Walter Brown McGhee, 30 November 1915, Knoxville, Tennessee, USA, d. 16 February 1996, Oakland, California, USA. McGhee learned guitar from his father, and started a musical career early on, playing in church before he was 10 years old, and on the road with medicine shows, carnivals and minstrel troupes in his early teens. His travels took him into the Carolinas, and his time there proved very influential in moulding his musical style. His younger brother was Granville Sticks McGhee, also a singer and blues guitarist. He met Sonny Terry in 1939, and their partnership was to become one of the most enduring in blues. The following year, he made his first records, reminiscent of those of Blind Boy Fuller; indeed some of them bore the credit Blind Boy Fuller No.2. Also around this time, he settled in New York, where his career took a rather different turn, as he took up with a group of black musicians - including Terry, Lead Belly and Josh White - favoured by the then small white audience for the blues. They also became part of the Folkways Records cognoscenti with Pete Seeger and Woody Guthrie. For a number of years, he catered very successfully both for this audience, playing acoustic blues in an older style, and for an entirely separate one.

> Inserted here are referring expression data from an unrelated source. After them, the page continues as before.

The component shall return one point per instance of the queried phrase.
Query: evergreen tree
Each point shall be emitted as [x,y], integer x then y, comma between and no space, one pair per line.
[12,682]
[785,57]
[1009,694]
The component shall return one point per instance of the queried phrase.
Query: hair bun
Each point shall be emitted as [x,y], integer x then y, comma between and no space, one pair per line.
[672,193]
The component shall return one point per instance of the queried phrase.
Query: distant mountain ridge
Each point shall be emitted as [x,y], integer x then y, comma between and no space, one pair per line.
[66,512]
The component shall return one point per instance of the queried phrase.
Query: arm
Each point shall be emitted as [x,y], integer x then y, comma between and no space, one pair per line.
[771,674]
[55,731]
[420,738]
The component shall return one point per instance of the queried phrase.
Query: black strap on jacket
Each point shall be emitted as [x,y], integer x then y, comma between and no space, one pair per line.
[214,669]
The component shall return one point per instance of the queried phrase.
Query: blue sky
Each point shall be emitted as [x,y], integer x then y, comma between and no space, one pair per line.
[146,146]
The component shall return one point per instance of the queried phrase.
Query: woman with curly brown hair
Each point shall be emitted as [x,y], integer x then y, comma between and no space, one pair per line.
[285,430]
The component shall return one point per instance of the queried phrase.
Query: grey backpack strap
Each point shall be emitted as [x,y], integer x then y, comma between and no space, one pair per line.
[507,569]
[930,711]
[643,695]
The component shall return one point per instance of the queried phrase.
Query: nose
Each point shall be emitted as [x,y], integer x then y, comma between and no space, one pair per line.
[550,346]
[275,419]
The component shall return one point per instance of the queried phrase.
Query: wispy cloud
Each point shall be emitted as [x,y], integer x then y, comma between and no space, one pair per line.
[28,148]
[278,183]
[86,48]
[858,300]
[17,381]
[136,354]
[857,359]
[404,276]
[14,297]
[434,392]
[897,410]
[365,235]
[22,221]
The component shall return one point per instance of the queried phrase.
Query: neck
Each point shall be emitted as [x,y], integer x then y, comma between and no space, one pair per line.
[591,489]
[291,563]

Throughout the late 40s and early 50s, he recorded electric blues and R&B aimed at black record buyers. In retrospect, it is this second type that stands up best, and indeed, some of his records from this period rank among the finest blues to come out of New York in the post-war years. He was also very prolific as an accompanist, playing superb lead guitar on records by other artists such as Champion Jack Dupree, Big Chief Ellis and Alonzo Scales, as well as his brother Sticks. His partnership with Terry became more firmly established during this period, and, as the original market for blues and R&B faded, they carved a very strong niche for themselves, playing concerts, festivals and clubs, and making albums aimed at the growing audience for folk music. For many years, they travelled the world and made record after record, establishing their names among the best-known of all blues artists. However, critical opinion seems agreed that their music suffered to a large degree during this period, as it was diluted for such a wide international audience and successive recordings trod similar ground.

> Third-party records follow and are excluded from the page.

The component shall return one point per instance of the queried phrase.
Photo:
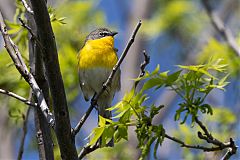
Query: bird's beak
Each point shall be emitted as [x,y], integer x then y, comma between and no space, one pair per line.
[114,33]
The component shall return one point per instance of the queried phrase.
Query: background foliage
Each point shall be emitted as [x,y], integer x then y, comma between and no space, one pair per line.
[176,32]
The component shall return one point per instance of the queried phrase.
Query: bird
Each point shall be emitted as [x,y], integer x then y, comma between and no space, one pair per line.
[96,60]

After making many of their successful recordings for Vanguard Records, the duo then appeared widely in musical theatre productions, including Cat On A Hot Tin Roof, Finians Rainbow and Simply Heaven. They also contributed to the soundtracks of films including Book Of Numbers, Lead Belly, Buck And The Preacher and A Face In The Crowd. McGhees partnership with Terry eventually ended in the mid-70s after a build-up of internal tensions. While Terry continued to work until his death in 1986 McGhee retired to Oakland, California. One of his last projects was as an actor in the movie Angel Heart. He played the part of musician Toots Sweet. He was in the process of making a live comeback when he was struck by cancer which resulted in his death early in 1996. Of all the great bluesmen McGhees voice had an incredibly warm tone, if he had chosen to be pop crooner or a ballad singer he would most certainly have succeeded. His albums with Terry are the very pinnacle of folk blues.